3X FASTER INTERACTIVE QUERY WITH APACHE HIVE LLAP

Thanks to Carter Shanklin & Nita Dembla from Hortonworks for valuable post.
One of the most exciting new features of HDP 2.6 from Hortonworks was the general availability of Apache Hive with LLAP. If you missed DataWorks Summit you’ll want to look at some of the great LLAP experiences our users shared, including Geisinger who found that Hive LLAP outperforms their traditional EDW for most of their queries, and Comcast who found Hive LLAP is faster than Presto for 75% of benchmark queries.
These great results are thanks to performance and stability improvements Hortonworks made to Hive LLAP resulting in 3x faster interactive query in HDP 2.6. This blog dives into the reasons HDP 2.6 is so much faster. We’ll also take a look at the massive step forward Hive has made in SQL compliance with HDP 2.6, enabling Hive to run all 99 TPC-DS queries with only trivial modifications to the original source queries.

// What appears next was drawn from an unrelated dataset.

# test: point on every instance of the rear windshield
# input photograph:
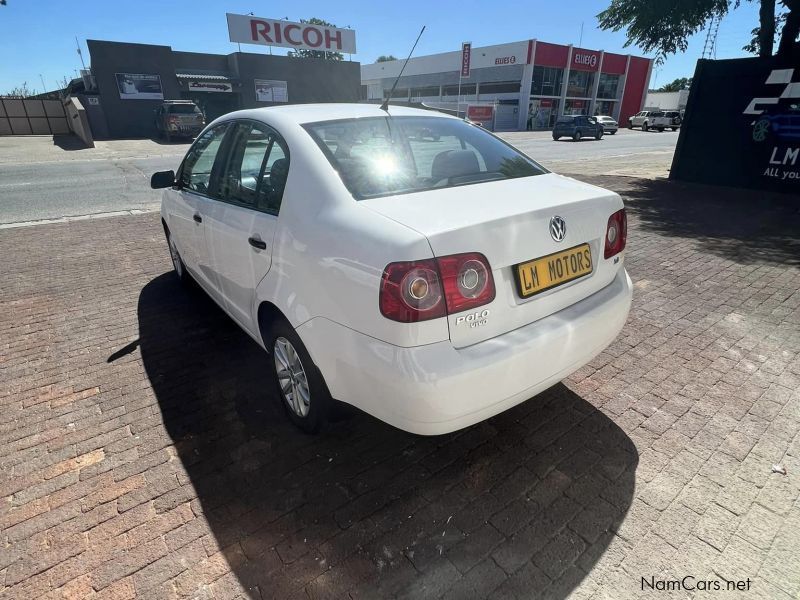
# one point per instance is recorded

STARTING OFF: 3X PERFORMANCE GAINS IN HDP 2.6 WITH HIVE LLAP

Let’s start out with a summary of runtimes between Hive LLAP on HDP 2.5 versus HDP 2.6, on an identical 9 node cluster (details at the end of the doc), using queries from the TPC-DS suite as used in previous benchmarks. Because of SQL gaps in HDP 2.5 and older versions, these queries had re-writes versus the source TPC-DS queries which are no longer needed in HDP 2.6 and are therefore referred to as “legacy queries”.
Hive Interactive Query

A few key callouts:
  1. HDP 2.6 runs this set of queries in 5155.3 seconds, compared to 14983.4 seconds for HDP 2.5, almost a 3x improvement for HDP 2.6.
  2. HDP 2.6 is faster than HDP 2.5 on almost all queries.
  3. HDP 2.6 is more than 5x faster than HDP 2.5 on 8 queries.
Now let’s dive into the reasons that HDP 2.6 is so much faster than HDP 2.5.

HIVE WORKING SMARTER, NOT HARDER

Hive’s core execution engine and operators are highly optimized, and designed to work end-to-end with the ORCFile columnar format and LLAP’s in-memory cache. Given this level of optimization, the majority of Hive’s performance improvements in HDP 2.6 come from more sophisticated cost-based optimization along with dynamic runtime features that minimize the overall work Hive must do to satisfy a query. You can say that with HDP 2.6, Hive is working smarter and not harder, re-using its own work or avoiding it altogether when possible.
Hive - Key Performance Advancements - HDP 2.6

HIVE LLAP SUPPORTS THE FULL SUITE OF 99 TPC-DS QUERIES

Past Hive benchmarks have focused on a subset of the TPC-DS queries. In large part this was because older versions of Hive lacked SQL features used by TPC-DS queries. With HDP 2.6 Hive is able to run all 99 TPC-DS queries with only trivial modifications (defined as simple, mechanical rewrites such as changing column names/aliases, adding columns to the select list and other simple transformations.) For reference we’ve posted the full set of trivially-modified queries used in the the remainder of this blog post in the updated Hortonworks testbench repository.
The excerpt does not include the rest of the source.